In 1865, the American naturalist Joseph Leidys painted a picture that showed his idea of ​​Hadrosaurus: standing tall and his tail supporting the body. It was to characterize the ideas of bipedal dinosaurs until the 1970s. But no two-legged dinosaur stood or moved like that. What is correct is today's presentation of such animals, in which the head and tail form a balance that balances the weight perfectly. One can imagine how quickly such animals could move as they leaned forward and pushed off the ground - it is a more "alive" idea in every sense than the Godzilla-tapping regressions. How do you know that? Only in Libra do the joints of the bones really fit together. In addition, there were thousands of fossilized dinosaur tracks - and never the slip track of a Dino tail.

Did T-Rex make a difference between male and female?

But surely - only if we had perceived that too, one does not really know. For a long time it was thought possible to differentiate between two "types": a "robust", larger one, interpreted as a female, and a graceful body shape. But there could also have been two subspecies, or the graces were not fully grown. Only the gender of a single fossil is known, because calcium was found in the body - the building material for eggs. But size would not have been the only way to be widely recognized as males or females - tones, smells, color or decorative elements such as show feathers or colorful throat sacks would also be conceivable. The problem with it is that something does not petrify, or only very, very rarely. Ergo: We do not really know.

When will it be possible to clone a T-Rex from a chicken?

At 11.30? Nonsense, it is already clear: But the question is almost as nonsensical as the answer. The world premiere came in 2009 through paleontologist Jack Horner. He proposed the "re-creation" of a "chickenosaur" by gene manipulation of birds: Horner wants to reactivate archaic "Dino genes" and thus to develop a bird back to a kind of dinosaur. He has been able to report minor successes ("dino-snout", "dino-legs"), which the story in the press held, but a chicken T-Rex will remain sci-fi: chicken and T-Rex are related, but the T-Rex is by no means an ancestor of the chicken - more like a great-great cousin of the second line.The answer to the T-Rex question is therefore definitely: never.Horner can one day with a cackling Maniraptor- Chicken comes from chasing corn and rye.

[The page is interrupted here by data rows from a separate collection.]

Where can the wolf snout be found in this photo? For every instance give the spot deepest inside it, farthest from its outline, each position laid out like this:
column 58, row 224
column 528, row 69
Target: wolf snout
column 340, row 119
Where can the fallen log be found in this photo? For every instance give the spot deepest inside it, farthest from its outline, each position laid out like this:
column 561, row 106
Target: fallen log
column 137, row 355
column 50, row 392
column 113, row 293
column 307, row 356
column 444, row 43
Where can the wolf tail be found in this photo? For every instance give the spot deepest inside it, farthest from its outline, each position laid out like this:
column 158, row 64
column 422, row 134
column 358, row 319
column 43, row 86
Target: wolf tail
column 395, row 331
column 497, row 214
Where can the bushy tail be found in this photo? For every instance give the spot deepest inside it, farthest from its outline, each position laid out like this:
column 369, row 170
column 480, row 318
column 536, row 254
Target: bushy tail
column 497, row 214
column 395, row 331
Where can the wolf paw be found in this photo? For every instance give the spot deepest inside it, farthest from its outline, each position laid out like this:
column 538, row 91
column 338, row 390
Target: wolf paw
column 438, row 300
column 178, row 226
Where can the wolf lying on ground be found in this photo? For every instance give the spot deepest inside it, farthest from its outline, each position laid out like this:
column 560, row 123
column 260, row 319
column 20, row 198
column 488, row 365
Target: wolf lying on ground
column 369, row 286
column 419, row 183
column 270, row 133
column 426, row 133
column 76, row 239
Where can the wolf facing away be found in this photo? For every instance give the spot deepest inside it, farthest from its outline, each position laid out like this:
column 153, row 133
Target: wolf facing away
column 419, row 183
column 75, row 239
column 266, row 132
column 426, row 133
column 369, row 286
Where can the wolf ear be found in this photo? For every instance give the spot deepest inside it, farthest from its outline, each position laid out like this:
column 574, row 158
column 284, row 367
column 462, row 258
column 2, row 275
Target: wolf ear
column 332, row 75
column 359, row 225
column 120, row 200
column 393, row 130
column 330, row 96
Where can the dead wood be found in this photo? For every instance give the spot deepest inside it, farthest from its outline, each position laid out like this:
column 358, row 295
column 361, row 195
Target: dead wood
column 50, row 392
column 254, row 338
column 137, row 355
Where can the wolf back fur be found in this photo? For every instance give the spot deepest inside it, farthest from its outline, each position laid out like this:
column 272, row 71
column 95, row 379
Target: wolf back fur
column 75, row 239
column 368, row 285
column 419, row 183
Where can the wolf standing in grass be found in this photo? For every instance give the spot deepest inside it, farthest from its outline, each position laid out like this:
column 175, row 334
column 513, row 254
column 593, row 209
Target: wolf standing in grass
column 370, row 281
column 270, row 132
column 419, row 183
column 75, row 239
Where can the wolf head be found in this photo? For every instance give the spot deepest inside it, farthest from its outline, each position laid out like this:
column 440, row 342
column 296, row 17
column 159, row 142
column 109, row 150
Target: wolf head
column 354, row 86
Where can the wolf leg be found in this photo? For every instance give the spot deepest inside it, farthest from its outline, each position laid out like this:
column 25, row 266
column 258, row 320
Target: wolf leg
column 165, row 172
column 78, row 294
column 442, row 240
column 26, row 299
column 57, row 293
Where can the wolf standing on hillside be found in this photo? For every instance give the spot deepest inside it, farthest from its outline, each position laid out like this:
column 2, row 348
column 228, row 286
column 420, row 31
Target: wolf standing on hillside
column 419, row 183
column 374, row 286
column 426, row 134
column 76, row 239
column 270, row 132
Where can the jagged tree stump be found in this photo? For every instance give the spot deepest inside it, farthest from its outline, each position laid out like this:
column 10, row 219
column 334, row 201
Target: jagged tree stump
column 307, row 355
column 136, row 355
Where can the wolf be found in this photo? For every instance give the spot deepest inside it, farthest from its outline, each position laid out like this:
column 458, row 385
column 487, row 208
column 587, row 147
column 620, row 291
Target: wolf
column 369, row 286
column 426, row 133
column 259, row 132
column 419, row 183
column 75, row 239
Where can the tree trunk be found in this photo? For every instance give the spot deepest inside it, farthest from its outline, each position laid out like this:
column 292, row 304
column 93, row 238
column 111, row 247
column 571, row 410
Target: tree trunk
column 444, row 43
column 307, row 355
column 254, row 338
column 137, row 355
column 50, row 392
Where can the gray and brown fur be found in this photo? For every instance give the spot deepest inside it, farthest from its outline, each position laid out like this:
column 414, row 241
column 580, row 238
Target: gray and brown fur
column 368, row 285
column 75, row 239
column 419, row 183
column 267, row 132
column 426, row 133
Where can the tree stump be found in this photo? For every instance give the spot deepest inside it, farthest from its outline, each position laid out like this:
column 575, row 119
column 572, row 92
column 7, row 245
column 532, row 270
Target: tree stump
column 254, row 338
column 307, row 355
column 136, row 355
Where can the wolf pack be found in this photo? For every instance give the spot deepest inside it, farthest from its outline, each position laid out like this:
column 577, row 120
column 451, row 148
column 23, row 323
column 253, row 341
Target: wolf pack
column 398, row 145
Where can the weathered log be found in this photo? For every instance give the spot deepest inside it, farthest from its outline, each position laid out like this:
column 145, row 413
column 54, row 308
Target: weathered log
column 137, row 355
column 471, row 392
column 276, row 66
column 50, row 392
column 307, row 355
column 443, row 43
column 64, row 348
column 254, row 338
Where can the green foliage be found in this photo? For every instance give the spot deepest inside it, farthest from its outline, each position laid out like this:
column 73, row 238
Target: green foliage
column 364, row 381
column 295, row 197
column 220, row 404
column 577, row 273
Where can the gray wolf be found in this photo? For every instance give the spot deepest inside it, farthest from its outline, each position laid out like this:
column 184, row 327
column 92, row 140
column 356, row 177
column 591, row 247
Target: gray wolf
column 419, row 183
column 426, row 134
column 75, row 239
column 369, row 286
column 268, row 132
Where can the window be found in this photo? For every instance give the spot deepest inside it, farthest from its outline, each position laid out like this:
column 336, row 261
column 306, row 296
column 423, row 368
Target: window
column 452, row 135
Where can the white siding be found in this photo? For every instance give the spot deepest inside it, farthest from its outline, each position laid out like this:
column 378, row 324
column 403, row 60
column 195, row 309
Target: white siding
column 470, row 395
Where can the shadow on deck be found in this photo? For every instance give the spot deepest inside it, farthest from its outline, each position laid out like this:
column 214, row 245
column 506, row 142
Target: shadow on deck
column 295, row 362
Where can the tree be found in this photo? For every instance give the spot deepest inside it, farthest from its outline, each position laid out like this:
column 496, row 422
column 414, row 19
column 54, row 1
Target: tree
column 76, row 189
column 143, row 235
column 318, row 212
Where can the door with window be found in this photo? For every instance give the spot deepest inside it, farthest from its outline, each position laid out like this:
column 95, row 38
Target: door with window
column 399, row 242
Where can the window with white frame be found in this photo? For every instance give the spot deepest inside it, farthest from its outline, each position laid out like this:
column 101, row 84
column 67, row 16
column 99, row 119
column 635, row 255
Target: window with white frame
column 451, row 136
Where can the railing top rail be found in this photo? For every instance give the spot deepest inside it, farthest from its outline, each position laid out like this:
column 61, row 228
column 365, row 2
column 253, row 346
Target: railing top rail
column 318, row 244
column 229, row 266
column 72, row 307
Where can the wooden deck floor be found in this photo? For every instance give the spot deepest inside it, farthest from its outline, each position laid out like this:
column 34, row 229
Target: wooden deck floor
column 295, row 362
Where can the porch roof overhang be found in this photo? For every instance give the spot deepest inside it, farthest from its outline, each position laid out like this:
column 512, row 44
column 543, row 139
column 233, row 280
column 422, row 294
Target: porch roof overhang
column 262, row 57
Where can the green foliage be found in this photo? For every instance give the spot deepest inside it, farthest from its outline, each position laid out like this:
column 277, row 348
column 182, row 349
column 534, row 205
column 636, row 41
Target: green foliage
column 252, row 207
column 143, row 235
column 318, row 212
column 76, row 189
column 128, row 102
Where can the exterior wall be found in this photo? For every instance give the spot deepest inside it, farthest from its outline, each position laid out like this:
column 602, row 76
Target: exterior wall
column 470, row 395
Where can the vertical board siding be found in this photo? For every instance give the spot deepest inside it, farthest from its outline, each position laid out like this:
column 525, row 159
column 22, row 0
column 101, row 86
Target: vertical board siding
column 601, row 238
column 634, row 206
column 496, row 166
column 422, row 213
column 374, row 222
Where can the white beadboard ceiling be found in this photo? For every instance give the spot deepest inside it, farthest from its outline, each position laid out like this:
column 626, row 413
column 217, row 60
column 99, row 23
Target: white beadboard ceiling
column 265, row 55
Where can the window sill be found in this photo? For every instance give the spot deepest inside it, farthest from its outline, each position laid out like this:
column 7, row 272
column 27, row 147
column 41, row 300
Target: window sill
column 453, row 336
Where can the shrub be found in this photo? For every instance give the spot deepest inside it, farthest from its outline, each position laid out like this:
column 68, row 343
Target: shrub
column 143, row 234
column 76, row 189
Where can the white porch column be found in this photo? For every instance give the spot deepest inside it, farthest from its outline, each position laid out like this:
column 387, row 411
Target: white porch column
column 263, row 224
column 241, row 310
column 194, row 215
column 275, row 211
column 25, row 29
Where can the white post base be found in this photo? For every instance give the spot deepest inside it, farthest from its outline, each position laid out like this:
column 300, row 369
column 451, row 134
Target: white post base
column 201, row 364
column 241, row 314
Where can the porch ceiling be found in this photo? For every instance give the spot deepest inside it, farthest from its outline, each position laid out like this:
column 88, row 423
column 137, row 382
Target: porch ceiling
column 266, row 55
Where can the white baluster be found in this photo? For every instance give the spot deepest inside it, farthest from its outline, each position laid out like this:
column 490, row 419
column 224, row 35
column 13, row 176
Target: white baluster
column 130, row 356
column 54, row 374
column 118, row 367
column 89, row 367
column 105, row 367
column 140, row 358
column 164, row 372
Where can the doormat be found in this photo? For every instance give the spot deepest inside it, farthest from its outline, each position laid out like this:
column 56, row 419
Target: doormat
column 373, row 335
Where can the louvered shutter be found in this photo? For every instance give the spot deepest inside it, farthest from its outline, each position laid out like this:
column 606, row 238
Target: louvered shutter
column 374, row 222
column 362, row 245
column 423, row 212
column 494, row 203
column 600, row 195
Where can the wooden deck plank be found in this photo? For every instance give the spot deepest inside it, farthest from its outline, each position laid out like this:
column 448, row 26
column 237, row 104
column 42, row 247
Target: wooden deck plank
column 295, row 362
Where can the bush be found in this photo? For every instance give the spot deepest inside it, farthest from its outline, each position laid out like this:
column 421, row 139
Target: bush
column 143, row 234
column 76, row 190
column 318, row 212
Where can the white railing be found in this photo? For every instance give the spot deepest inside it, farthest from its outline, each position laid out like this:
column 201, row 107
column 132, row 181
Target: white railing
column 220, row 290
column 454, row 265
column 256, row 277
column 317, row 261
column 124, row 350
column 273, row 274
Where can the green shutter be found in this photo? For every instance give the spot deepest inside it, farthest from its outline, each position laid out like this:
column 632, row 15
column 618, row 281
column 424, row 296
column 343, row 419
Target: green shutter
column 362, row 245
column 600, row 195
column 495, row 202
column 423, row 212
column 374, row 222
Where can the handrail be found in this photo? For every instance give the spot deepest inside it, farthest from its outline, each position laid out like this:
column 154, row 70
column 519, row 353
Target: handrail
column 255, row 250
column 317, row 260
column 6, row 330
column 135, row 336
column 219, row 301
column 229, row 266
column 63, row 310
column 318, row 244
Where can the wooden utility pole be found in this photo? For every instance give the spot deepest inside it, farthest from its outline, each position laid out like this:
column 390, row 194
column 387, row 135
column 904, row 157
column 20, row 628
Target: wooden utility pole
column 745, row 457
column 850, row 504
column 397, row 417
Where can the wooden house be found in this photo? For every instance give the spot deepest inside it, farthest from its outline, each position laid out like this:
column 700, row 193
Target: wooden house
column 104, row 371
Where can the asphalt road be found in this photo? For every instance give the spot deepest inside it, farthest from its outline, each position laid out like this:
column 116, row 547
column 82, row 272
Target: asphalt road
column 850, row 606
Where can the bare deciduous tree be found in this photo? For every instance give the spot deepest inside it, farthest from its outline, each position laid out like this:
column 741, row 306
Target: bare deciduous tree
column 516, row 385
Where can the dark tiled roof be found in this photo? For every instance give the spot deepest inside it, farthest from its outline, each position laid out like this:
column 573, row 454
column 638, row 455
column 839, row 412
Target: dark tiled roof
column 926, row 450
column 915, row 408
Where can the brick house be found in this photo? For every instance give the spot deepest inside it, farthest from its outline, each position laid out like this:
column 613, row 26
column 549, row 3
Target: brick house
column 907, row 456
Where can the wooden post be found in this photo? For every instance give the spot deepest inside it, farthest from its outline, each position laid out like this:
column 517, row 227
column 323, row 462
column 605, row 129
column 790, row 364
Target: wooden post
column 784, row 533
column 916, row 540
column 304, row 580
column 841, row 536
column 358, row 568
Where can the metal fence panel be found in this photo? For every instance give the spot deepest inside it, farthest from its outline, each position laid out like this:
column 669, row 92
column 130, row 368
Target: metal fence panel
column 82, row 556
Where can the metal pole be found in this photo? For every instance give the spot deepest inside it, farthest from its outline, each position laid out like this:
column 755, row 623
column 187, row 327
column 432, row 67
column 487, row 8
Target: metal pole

The fact that the Tyrannosauroidea finally went this way, was probably due to the fact that the ecological niche for large-raptors was freed by the extinction of competitors. The fact that no niche in the biotope remains unoccupied for a long time seems to belong to the basic rules of life: where space and food are, life also spreads.

The triumph of Tyrannosauroidea: late, but in a hurry

How fast this development from the small-Raptor to the predatory giant then must have happened , now shows Moros intrepidus . Although research now knows many early as well as late Tyrannosauroidea, there is a whopping, 70 million year gap between the fossil finds of the different size classes. So far, only a few intermediate steps have been found between the early Little T-Rexians and their gigantic descendants - so it could have been assumed that the size increase in the Cretaceous was gradual.

Moros now shows that there were about 15 million years longer than previously thought "small" Tyrannosauroidea. If that's true, then those approximately 70 million years of their development remained small Hatzjäger, who then made it only in the last 30 million years of their existence, their mass to hundred thirty times: estimates of the weight of the largest T-Rex vary between seven and fourteen tons ,

But Moros is not only interesting because it shows how late this development started. He also connects the populations and species in today's North America with those in Asia - the little tyrant shows traits that you can find over there. Its discoverers suspect last intercontinental contacts at a time when the mighty continent Laurasia just crumbled into its still existing parts of North America and Eurasia.

In summary, paleontologists discovered the fossil of an unusually small T-Rex relative in Utah. The approximately 97 million years old finds indicate that animals from the family of Tyrannosauridae spawned late large growth forms. Physical features connect the find Moros intrepedus with related animals in Asia.